🤖 AI Summary
This work addresses the challenge of achieving fine-grained semantic control in 3D facial expression editing. The authors propose a high-fidelity, view-consistent 3D face synthesis method that enables precise expression manipulation by jointly optimizing the texture latent codes of a pre-trained 3D-aware GAN and the expression parameters of a 3D Morphable Model (3DMM). Key innovations include a Dual Mappers module that disentangles texture and geometry representations, a CLIP-based text-guided optimization mechanism, and a Subspace Projection technique that facilitates fine-grained semantic control within the expression subspace. Experimental results demonstrate that the proposed approach outperforms existing methods in terms of generation quality, view consistency, and expression control accuracy.
📝 Abstract
Facial expression editing methods can be mainly categorized into two types based on their architectures: 2D-based and 3D-based methods. The former lacks 3D face modeling capabilities, making it difficult to edit 3D factors effectively. The latter has demonstrated superior performance in generating high-quality and view-consistent renderings using single-view 2D face images. Although these methods have successfully used animatable models to control facial expressions, they still have limitations in achieving precise control over fine-grained expressions.

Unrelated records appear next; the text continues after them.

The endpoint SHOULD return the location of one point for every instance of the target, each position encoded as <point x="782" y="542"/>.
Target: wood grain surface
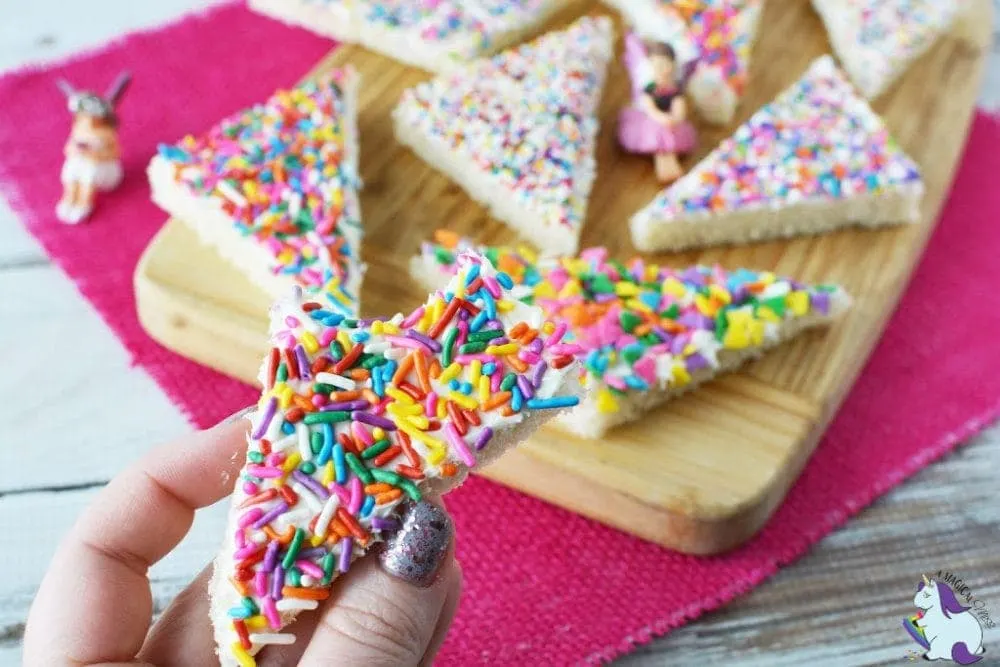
<point x="704" y="473"/>
<point x="947" y="516"/>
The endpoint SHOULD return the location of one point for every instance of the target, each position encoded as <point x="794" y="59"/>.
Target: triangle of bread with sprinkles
<point x="518" y="131"/>
<point x="877" y="40"/>
<point x="815" y="159"/>
<point x="646" y="333"/>
<point x="356" y="417"/>
<point x="274" y="189"/>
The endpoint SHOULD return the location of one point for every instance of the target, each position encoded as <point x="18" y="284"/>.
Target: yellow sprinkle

To address this issue, in this paper, we propose a novel approach by simultaneously refining both the latent code of a pretrained 3D-Aware GAN model for texture editing and the expression code of the driven 3DMM model for mesh editing. Specifically, we introduce a Dual Mappers module, comprising Texture Mapper and Emotion Mapper, to learn the transformations of the given latent code for textures and the expression code for meshes, respectively. To optimize the Dual Mappers, we propose a Text-Guided Optimization method, leveraging a CLIP-based objective function with expression text prompts as targets, while integrating a SubSpace Projection mechanism to project the text embedding to the expression subspace such that we can have more precise control over fine-grained expressions. Extensive experiments and comparative analyses demonstrate the effectiveness and superiority of our proposed method.